Tıpkı bu yılki kış gibi ekonomi de oldukça sert geçti ve geçmeye de devam ediyor. Nasıl ki mevsimlerden baharı bir türlü hissedemiyorsak, ekonomide de bahar havası görünmüyor. Ekonomi ve mevsimde sert rüzgarlar eserken, yazıya da sert bir giriş yapmış oldum. İşin latifesi bir yana, piyasalarda bahar havasına ihtiyaç var. Ramazan ayının sonuna doğru yaklaşırken, vatandaşı, esnafı, ticaretçisi, iş insanı herkes önünü görmek istiyor. Domatesin, patlıcanın 20-25 lira, patatesin 7-8 lira olduğu pazarlardan, şekerin 20 liraya yaklaştığı, bir kilo ayçiçek yağının 45 lira olduğu marketlere kadar her yerde vatandaş, kışı yaşıyor. Sokakta, çarşıda, pazarda tek konuşulan konu, gıda fiyatlarındaki artış. Özellikle yaş sebze-meyve fiyatında yaşanan artış vatandaşın birinci gündem maddesi. Marul, ekonomi konuşmalarının simgesi haline geldi. Neler konuşuluyor sokakta? Mesela üreticiden 4 liraya çıkan bir ürünün, ara maliyetlerle birlikte market ve pazarda en fazla 8-9 lira olması gerekirken, 18 lira olduğu anlatılıyor. Yine marul örneği birinci sırada. Yaşanan bu fiyat farklarının önüne geçilebilmesi için Hal Yasası’nın bir an önce gündeme alınması ve çıkarılması gerektiği aşikar.
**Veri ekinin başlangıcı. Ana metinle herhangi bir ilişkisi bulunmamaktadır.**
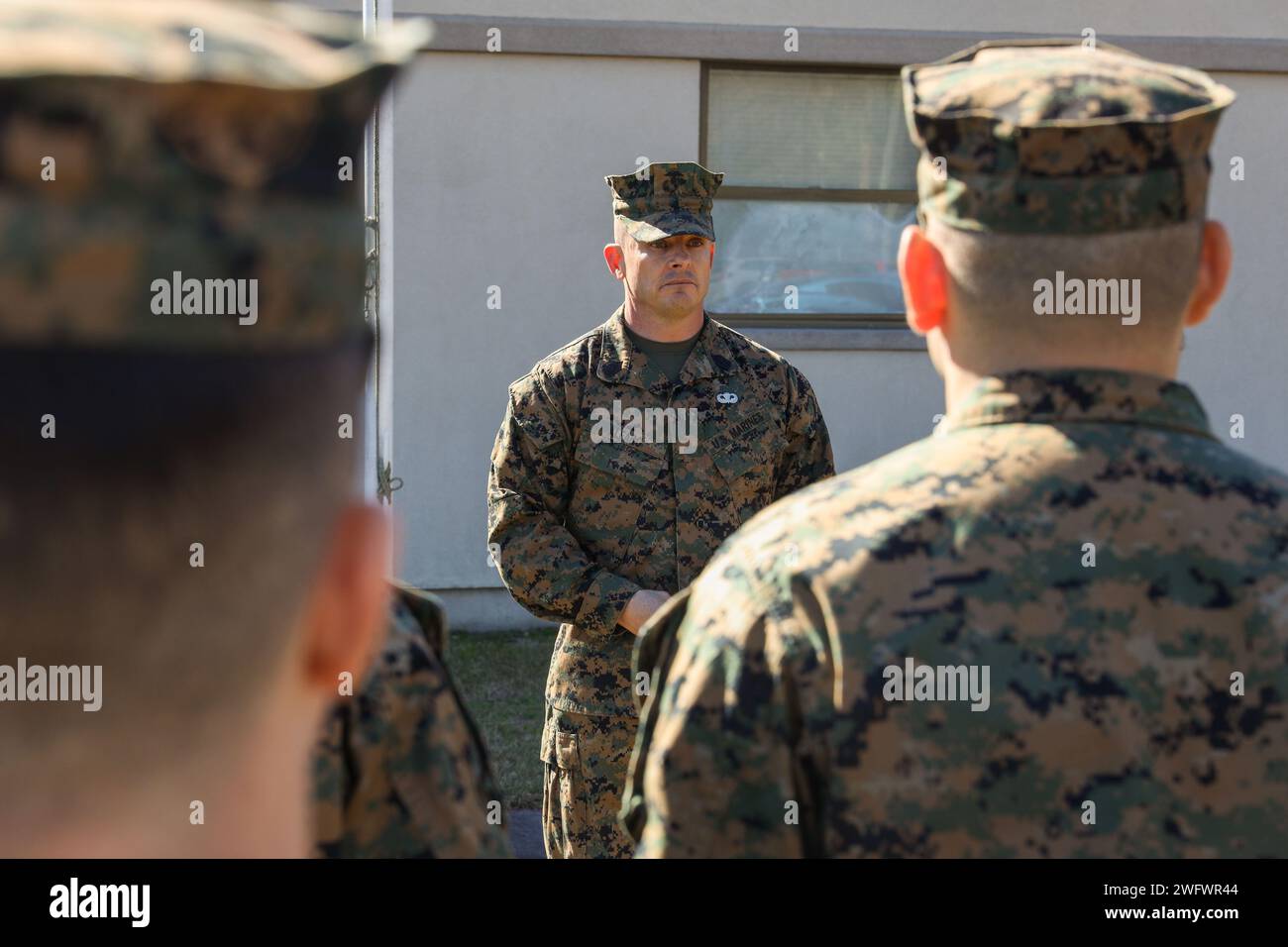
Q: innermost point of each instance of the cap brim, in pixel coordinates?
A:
(669, 224)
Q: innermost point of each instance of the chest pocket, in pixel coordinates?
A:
(614, 488)
(745, 453)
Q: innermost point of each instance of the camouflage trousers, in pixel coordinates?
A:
(587, 761)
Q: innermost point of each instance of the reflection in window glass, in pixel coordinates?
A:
(840, 257)
(809, 129)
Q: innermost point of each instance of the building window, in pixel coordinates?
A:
(819, 182)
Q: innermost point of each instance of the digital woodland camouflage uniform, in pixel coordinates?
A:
(132, 157)
(402, 771)
(583, 526)
(769, 731)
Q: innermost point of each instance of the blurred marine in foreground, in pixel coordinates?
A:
(402, 771)
(188, 573)
(1055, 628)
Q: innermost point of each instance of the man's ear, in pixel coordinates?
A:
(616, 260)
(925, 281)
(1215, 256)
(347, 611)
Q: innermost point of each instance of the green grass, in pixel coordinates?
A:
(502, 677)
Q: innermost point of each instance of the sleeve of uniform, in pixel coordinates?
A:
(540, 561)
(402, 771)
(728, 759)
(807, 455)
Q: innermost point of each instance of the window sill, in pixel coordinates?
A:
(835, 338)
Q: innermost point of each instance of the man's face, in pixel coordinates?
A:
(669, 275)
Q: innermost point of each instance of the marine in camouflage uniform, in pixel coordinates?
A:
(583, 525)
(773, 728)
(400, 770)
(132, 157)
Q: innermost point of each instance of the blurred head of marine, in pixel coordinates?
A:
(181, 338)
(1061, 209)
(664, 245)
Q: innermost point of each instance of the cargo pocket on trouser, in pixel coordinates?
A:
(563, 806)
(585, 767)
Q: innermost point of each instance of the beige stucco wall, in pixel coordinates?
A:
(497, 175)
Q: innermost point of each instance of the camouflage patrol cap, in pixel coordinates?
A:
(666, 200)
(1051, 137)
(184, 175)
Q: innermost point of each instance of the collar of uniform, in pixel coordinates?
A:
(622, 363)
(1080, 394)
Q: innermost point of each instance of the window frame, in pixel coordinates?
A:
(884, 321)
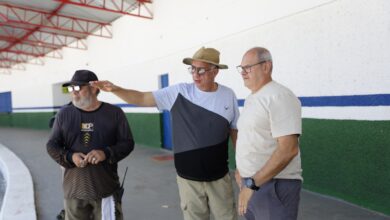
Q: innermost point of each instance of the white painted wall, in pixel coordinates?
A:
(320, 47)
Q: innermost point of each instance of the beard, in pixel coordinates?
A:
(83, 102)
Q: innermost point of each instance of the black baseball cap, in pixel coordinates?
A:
(81, 77)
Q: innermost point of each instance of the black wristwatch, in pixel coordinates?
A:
(249, 182)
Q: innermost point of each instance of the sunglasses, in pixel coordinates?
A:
(74, 88)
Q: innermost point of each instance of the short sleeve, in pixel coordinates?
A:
(165, 98)
(285, 115)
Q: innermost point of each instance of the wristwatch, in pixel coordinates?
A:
(249, 182)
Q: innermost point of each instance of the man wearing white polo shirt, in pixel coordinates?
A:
(267, 154)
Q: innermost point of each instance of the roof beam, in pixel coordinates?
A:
(35, 53)
(45, 39)
(20, 58)
(52, 20)
(139, 8)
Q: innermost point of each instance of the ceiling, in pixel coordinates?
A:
(31, 30)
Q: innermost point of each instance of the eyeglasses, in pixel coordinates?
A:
(199, 70)
(73, 88)
(248, 68)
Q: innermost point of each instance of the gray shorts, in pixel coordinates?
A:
(277, 199)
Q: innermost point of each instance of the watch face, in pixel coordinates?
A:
(249, 182)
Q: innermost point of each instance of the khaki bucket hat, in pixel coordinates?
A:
(207, 55)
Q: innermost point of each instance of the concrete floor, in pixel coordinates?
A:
(150, 185)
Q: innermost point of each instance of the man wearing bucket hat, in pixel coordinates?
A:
(204, 115)
(88, 139)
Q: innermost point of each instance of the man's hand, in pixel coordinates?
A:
(95, 156)
(104, 85)
(243, 200)
(79, 159)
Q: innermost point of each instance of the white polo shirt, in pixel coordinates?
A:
(272, 112)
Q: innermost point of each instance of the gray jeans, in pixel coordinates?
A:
(277, 199)
(76, 209)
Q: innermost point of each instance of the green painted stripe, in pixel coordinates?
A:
(348, 159)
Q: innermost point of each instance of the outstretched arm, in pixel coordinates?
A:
(145, 99)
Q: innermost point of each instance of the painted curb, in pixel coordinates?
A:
(18, 202)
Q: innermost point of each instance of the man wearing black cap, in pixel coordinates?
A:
(88, 139)
(204, 115)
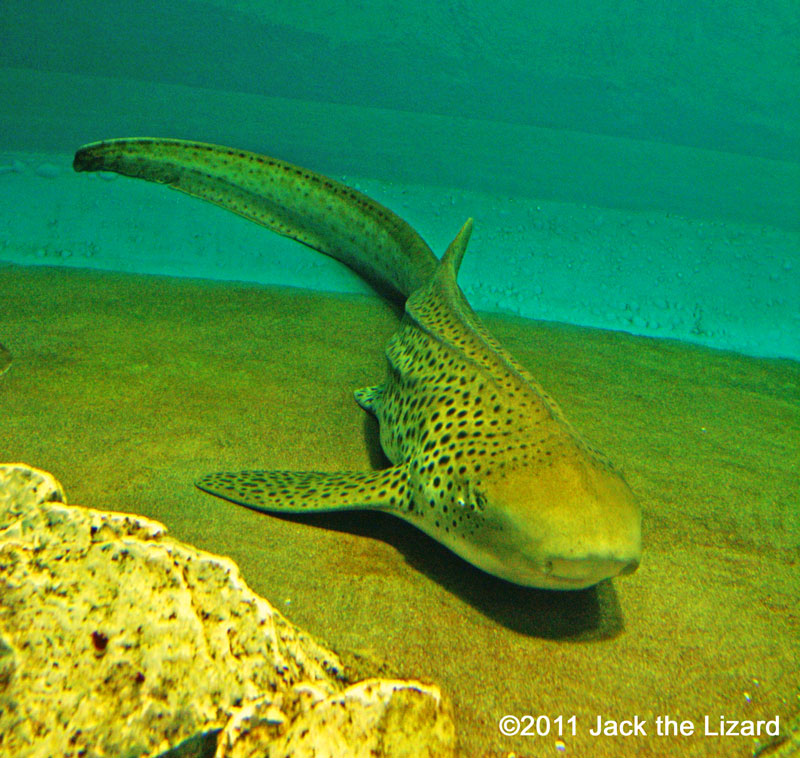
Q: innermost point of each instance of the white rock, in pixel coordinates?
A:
(117, 640)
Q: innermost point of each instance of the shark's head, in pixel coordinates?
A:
(564, 525)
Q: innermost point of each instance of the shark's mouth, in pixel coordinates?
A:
(584, 572)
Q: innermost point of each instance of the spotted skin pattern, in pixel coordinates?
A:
(483, 458)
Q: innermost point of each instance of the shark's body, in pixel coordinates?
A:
(483, 459)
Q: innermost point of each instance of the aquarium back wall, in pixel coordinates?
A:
(512, 97)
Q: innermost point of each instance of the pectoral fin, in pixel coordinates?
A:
(306, 492)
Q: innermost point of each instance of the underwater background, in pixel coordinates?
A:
(630, 166)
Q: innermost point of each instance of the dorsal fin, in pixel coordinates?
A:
(456, 249)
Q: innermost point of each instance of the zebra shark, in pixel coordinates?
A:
(483, 459)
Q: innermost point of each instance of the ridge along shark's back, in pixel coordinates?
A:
(484, 459)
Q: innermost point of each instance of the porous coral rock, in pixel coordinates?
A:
(117, 640)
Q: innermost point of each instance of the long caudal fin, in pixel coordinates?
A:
(307, 492)
(295, 202)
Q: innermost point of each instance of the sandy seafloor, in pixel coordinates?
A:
(128, 387)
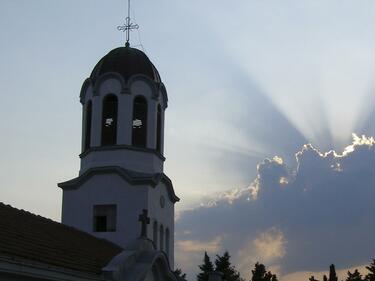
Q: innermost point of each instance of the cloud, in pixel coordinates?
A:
(199, 246)
(294, 219)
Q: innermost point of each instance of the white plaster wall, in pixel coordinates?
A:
(106, 189)
(136, 160)
(164, 216)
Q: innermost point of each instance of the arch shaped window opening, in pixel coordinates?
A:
(158, 129)
(167, 240)
(155, 234)
(88, 118)
(139, 125)
(161, 236)
(109, 120)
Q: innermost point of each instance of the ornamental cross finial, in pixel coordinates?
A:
(145, 220)
(128, 26)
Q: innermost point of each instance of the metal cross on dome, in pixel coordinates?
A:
(127, 26)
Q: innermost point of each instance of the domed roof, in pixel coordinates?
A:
(127, 62)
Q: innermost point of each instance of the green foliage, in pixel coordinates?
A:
(355, 276)
(179, 274)
(260, 273)
(371, 275)
(222, 264)
(205, 268)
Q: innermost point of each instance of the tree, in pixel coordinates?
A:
(206, 268)
(332, 273)
(260, 273)
(179, 274)
(371, 275)
(222, 264)
(355, 276)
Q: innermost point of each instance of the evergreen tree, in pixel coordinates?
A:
(355, 276)
(206, 268)
(223, 265)
(371, 275)
(332, 273)
(178, 273)
(260, 273)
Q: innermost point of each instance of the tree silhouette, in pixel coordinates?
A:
(223, 265)
(205, 268)
(332, 273)
(179, 274)
(371, 275)
(260, 273)
(355, 276)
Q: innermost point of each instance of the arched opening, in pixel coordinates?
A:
(155, 234)
(109, 120)
(161, 244)
(158, 129)
(139, 132)
(88, 117)
(167, 238)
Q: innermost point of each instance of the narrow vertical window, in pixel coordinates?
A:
(167, 238)
(155, 234)
(139, 134)
(109, 120)
(158, 129)
(161, 244)
(88, 125)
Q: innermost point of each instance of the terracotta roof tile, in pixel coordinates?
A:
(28, 236)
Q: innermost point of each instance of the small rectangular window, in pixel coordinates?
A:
(104, 218)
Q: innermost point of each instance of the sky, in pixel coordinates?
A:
(259, 94)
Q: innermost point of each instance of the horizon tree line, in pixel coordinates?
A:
(223, 264)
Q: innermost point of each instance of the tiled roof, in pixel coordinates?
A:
(35, 238)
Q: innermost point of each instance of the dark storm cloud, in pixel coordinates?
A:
(293, 219)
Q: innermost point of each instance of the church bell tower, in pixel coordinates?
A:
(121, 172)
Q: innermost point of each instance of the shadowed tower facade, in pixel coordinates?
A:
(121, 171)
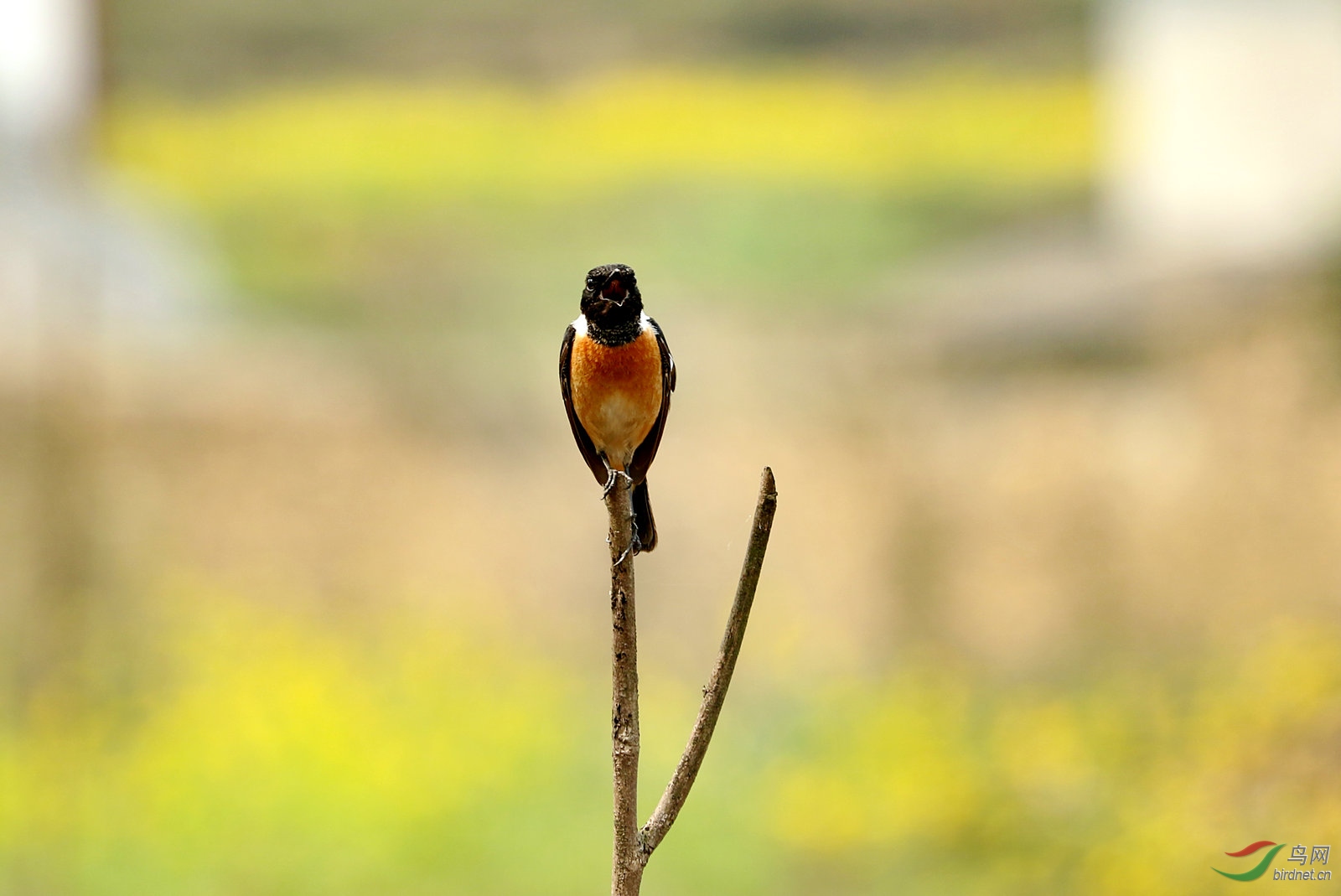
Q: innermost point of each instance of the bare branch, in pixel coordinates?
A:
(627, 873)
(715, 694)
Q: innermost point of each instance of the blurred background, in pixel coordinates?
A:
(1033, 306)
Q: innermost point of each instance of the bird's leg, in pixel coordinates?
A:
(610, 475)
(634, 547)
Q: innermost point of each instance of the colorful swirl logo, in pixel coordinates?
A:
(1257, 871)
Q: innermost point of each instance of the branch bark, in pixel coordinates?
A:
(632, 847)
(627, 872)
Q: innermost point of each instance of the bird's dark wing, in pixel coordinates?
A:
(648, 449)
(585, 446)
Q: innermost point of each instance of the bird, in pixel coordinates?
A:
(617, 375)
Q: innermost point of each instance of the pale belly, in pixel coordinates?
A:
(617, 393)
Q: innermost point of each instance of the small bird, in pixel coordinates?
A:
(617, 375)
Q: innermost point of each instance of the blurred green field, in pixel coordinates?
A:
(375, 205)
(279, 753)
(245, 742)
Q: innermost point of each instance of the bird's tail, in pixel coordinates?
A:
(644, 525)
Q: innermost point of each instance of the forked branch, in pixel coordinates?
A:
(632, 847)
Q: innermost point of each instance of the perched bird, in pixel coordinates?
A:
(617, 375)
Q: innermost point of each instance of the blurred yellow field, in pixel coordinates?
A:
(406, 142)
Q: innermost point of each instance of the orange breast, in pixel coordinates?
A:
(617, 393)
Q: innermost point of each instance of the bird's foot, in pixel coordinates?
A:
(614, 478)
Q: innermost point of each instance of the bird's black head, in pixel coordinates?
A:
(612, 302)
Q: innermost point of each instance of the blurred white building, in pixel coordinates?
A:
(78, 263)
(1224, 127)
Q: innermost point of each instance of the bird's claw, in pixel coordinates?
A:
(614, 478)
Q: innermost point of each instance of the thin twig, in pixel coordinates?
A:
(634, 847)
(627, 872)
(715, 694)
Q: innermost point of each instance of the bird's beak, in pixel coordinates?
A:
(614, 292)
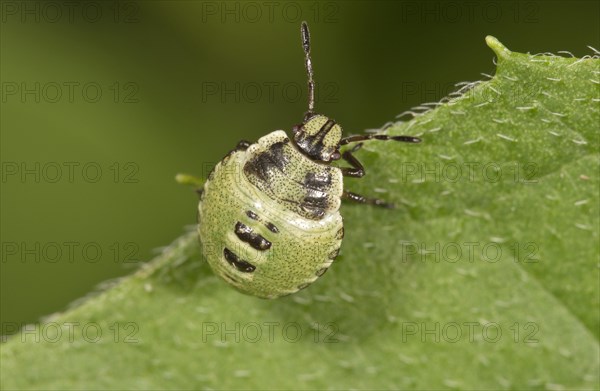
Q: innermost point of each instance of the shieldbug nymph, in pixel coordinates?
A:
(269, 219)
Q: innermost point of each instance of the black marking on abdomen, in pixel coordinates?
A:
(318, 180)
(334, 254)
(339, 235)
(321, 271)
(235, 261)
(246, 234)
(271, 227)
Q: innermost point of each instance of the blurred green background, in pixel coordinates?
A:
(104, 102)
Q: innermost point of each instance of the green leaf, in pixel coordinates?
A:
(485, 277)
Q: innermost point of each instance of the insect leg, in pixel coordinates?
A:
(242, 145)
(348, 195)
(357, 170)
(381, 137)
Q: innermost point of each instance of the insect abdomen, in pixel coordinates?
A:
(257, 244)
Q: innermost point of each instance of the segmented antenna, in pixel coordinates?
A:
(309, 71)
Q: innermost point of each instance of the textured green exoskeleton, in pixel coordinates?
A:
(269, 219)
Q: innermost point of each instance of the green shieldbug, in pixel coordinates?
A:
(269, 219)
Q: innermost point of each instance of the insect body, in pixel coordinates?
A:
(269, 219)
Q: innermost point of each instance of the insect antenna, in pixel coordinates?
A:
(307, 61)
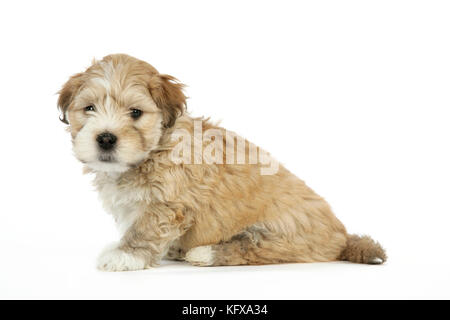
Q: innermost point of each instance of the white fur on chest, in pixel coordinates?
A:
(124, 203)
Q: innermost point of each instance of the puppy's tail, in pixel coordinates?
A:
(363, 249)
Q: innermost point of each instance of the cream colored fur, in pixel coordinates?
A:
(207, 213)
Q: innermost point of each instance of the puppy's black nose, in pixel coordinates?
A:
(106, 140)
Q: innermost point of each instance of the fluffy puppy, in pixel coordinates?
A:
(218, 204)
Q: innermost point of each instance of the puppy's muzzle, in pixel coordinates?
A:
(106, 141)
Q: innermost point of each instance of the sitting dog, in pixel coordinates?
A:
(183, 188)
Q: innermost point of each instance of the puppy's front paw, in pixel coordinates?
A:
(202, 256)
(115, 259)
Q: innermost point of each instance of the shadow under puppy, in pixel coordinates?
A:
(126, 120)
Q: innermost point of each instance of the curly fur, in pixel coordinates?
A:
(208, 214)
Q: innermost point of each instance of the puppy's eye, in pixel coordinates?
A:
(136, 113)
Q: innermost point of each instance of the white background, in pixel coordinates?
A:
(351, 96)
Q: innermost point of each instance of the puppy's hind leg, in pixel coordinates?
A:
(254, 246)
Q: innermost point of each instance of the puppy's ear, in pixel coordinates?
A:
(167, 92)
(67, 93)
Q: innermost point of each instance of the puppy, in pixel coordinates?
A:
(183, 188)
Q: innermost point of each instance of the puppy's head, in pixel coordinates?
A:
(117, 111)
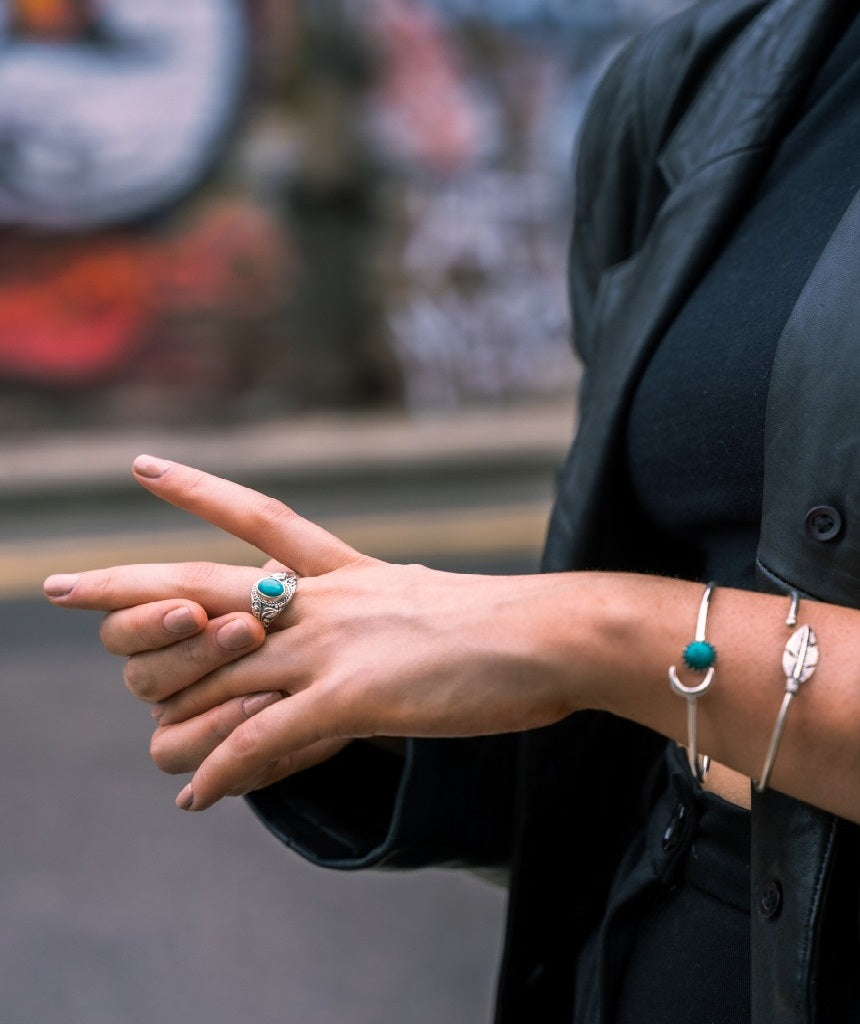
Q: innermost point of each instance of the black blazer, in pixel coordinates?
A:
(678, 133)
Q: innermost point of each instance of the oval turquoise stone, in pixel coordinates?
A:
(271, 588)
(699, 655)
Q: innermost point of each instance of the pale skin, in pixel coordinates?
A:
(373, 649)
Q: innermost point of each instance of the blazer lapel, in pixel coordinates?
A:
(812, 453)
(711, 162)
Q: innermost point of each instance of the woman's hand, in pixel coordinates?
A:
(364, 648)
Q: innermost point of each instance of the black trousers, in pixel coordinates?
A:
(674, 943)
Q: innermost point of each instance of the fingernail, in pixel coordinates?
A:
(179, 621)
(59, 586)
(233, 635)
(149, 467)
(185, 799)
(257, 701)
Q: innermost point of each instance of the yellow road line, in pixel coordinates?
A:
(396, 537)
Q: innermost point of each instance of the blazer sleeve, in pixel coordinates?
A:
(446, 803)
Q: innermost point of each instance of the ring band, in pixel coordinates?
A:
(270, 596)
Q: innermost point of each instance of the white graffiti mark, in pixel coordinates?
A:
(92, 133)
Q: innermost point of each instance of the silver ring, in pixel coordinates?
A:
(270, 596)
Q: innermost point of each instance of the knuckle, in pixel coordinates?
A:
(246, 740)
(200, 577)
(109, 635)
(137, 679)
(164, 754)
(270, 510)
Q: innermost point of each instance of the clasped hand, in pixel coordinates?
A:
(366, 648)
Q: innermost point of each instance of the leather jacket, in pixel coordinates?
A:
(678, 133)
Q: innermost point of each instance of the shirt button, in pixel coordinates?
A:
(770, 902)
(822, 523)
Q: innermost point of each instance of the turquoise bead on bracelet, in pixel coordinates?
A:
(699, 655)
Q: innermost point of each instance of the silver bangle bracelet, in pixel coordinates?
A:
(800, 659)
(699, 655)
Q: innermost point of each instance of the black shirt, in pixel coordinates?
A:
(695, 432)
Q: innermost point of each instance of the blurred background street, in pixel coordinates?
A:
(316, 247)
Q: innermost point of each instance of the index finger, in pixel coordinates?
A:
(262, 521)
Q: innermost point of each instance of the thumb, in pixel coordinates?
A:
(272, 527)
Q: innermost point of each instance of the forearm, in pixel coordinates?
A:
(612, 638)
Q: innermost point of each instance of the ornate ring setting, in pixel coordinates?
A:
(270, 596)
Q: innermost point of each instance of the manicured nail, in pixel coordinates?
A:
(234, 635)
(59, 586)
(149, 467)
(185, 799)
(257, 701)
(179, 621)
Aslına bakarsanız, Türkiye’de ve Samsun'da trajikomik bir durum yaşıyoruz.

Nasıl olur da iki yanı koca koca ovalarla çevrili bir şehirde marul 15-18 lira olur? Nasıl olur da "tarım ülkesi" olarak lanse ettiğimiz bir ülkede domates 25 lira olabilir? Bunun izahı yok. "Gülme komşuna gelir başına" sözü tam da bugün yaşadığımızı anlatıyor gibi. Avrupa ülkelerinde "meyve sebzeleri tane işi alıyorlar" diye bıyık altından güldüğümüz günler geliyor insanın aklına. Şimdi bizde de tane işi domates, çeyrek karpuz görmek mümkün raflarda. Vatandaş manav, market ve pazar alışverişini yapamaz hale geldi.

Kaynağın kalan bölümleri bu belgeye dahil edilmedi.